David Hasselhoff: Jake Gorsky

Gridlock

David Hasselhoff credited as playing...

Jake Gorsky

Quotes27

  • Jake Gorsky: [on dimes] And I though all you were good for was parking meters and payphones.
  • Jake Gorsky: [pointing a gun at a hostage taker's groin] If you ever wanna have kids, you'll give me that gun!
  • Jake Gorsky: There's a radio in the chopper... but there's an idiot on the other end of it.
  • Jake Gorsky: [to number three] Sorry about the face, wasn't personal... but you were spraying bullets at me.
  • Ron Delano: Maybe you have a problem with commitment?
  • Jake Gorsky: What do you call living together for four and a half years?
  • Ron Delano: Convenient?
  • Ron Delano: Bane hates your guts, and he's the acting chief.
  • Jake Gorsky: Bane couldn't negotiate a hot meal to a starving man!
  • Jake Gorsky: Just doing my job.
  • Joe Gorsky: You're lucky you still have a job!
  • Jake Gorsky: Oh please... you're not gonna give me the "rules and regulations" speech again are you?
  • Michele Conner: [On the phone] Hi, Jake.
  • Jake Gorsky: I've been trying to reach you all day.
  • Michele Conner: I've been trying to reach YOU for four and a half years!
  • Jake Gorsky: [Jakes enters the coin room, which is behind bulletproof glass. The terrorists spot him and start shooting, but the bullets ricochet off the bulletproof glass] I love this glass!
  • Jake Gorsky: Where did you learn to fight like that?
  • Michele Conner: I had alot of time for classes - you were NEVER home!
  • Michele Conner: [On the roof of the building, outnumbered by terrorists] There's nowhere to go - we're fourteen storeys up!
  • Jake Gorsky: Trust me!
  • Michele Conner: Like being home in time for dinner?
  • Jake Gorsky: I told you I was sorry!

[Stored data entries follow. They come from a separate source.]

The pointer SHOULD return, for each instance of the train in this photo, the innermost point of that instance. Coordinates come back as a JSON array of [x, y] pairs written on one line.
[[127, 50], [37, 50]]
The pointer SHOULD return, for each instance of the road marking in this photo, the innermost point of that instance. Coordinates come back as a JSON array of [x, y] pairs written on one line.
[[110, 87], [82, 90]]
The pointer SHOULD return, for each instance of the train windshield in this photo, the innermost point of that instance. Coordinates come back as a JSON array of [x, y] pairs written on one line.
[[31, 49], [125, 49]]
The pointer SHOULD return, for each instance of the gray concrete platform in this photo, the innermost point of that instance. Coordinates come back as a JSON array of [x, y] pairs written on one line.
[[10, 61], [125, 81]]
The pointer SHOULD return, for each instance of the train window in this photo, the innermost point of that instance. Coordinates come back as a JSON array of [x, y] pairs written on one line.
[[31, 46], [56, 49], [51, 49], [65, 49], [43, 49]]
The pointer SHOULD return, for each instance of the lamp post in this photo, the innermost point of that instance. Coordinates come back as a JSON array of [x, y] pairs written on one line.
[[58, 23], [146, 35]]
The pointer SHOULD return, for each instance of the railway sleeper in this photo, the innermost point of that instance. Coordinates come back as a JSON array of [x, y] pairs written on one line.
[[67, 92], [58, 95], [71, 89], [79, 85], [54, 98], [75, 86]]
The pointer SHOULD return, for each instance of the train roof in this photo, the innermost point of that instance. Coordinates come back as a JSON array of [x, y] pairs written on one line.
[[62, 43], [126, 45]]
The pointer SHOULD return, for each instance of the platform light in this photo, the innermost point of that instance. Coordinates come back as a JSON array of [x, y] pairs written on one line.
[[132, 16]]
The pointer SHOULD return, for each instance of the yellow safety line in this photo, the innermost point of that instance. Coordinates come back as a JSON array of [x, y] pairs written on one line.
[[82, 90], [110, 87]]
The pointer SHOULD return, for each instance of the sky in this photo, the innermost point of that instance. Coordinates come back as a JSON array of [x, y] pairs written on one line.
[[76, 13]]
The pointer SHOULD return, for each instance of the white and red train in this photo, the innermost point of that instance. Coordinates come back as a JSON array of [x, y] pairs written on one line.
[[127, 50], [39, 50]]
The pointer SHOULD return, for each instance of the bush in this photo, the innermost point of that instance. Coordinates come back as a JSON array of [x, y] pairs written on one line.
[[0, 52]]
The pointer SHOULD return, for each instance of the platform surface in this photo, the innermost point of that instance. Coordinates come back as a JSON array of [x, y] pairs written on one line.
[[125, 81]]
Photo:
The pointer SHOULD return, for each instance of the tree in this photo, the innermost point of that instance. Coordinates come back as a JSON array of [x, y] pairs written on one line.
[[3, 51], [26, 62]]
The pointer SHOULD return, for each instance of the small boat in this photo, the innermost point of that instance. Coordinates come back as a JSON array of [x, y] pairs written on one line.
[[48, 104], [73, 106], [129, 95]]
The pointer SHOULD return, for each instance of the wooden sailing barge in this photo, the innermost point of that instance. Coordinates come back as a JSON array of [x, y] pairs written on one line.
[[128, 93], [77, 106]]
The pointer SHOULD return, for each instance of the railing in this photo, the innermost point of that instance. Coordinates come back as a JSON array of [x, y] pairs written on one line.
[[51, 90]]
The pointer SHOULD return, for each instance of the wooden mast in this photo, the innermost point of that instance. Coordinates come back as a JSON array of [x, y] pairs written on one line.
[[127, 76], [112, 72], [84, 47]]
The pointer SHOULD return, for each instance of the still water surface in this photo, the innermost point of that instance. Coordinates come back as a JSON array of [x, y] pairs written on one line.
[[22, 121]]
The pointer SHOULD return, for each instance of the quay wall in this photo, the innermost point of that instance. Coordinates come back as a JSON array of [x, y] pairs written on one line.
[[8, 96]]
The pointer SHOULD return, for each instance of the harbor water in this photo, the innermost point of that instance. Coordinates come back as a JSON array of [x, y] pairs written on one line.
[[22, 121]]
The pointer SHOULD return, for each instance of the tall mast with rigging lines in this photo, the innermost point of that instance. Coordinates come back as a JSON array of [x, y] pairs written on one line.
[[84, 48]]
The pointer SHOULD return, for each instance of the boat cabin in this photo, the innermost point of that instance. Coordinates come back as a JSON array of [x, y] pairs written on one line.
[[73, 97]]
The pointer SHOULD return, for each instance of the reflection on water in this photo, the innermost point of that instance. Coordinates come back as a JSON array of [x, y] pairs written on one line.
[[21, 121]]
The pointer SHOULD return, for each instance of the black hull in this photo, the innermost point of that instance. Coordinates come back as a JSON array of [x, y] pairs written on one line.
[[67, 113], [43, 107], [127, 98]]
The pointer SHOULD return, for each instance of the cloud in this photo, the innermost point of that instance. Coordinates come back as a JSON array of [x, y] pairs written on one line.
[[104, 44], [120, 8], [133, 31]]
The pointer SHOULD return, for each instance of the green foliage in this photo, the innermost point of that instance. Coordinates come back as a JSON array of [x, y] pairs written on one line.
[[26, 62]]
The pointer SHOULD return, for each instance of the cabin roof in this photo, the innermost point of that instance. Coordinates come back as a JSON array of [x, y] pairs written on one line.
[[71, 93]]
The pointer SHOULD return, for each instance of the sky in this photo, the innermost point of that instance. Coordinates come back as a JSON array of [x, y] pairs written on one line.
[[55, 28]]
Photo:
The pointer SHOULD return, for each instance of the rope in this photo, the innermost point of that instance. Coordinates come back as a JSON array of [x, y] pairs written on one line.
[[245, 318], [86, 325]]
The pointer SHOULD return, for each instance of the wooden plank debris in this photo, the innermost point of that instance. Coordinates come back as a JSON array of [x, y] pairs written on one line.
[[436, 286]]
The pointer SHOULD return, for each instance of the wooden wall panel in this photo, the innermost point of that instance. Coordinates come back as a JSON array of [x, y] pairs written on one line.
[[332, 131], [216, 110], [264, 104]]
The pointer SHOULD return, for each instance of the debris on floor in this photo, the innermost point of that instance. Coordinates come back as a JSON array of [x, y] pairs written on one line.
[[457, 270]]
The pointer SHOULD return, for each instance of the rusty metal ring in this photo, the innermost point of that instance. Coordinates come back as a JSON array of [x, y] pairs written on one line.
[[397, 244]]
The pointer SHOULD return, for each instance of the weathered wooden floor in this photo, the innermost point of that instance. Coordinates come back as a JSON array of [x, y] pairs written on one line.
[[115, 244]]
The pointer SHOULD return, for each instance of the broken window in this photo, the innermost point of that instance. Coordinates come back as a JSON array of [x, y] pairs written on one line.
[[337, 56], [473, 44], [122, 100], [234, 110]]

Go, go!
  • Michele Conner: Don't you have a radio on the helicopter?
  • Jake Gorsky: Yeah, there's a radio on the helicopter, but there's an idiot on the other end of it!
  • Jake Gorsky: [Seeing the hostages in the basement] Looks like some of them are in pretty bad shape. We gotta get 'em out of there.
  • Michele Conner: Jake, you don't even have a gun!
  • [Jake fishes into his pockets and pulls out a small bottle and hands it to her]
  • Michele Conner: Pepper spray? We need help!
  • Jake Gorsky: [Seeing a cart filled to the brim with cash] You know, we could have a nice life together with 50 million!
  • Michele Conner: At this point, I'd settle for a life!
  • Jake Gorsky: [On the phone] Bane, I'm down here with a bunch of perps who just knocked off a couple billion from the Federal Reserve.
  • Bane: Is this a joke?
  • Jake Gorsky: You'll be one if you don't get your butt down here!
  • Jake Gorsky: Y'know Bane, I always thought you were a stupid cop. I think I overestimated you.
  • Jake Gorsky: [to himself, trying to smash through the window from outside] Ok Gorsky... let's try the window!
  • Jake Gorsky: [after smashing through a window together] Are you ok?
  • Michele Conner: NO!
  • Jake Gorsky: [Looking at portraits of former bank governors] I'd hate to play poker with these guys!
  • Michele Conner: How come there's no back-up or something?
  • Jake Gorsky: Nobody knows I'm here.
  • Michele Conner: What?
  • Jake Gorsky: You don't think I can handle it?
  • Michele Conner: Jake, I wasn't questioning your manhood!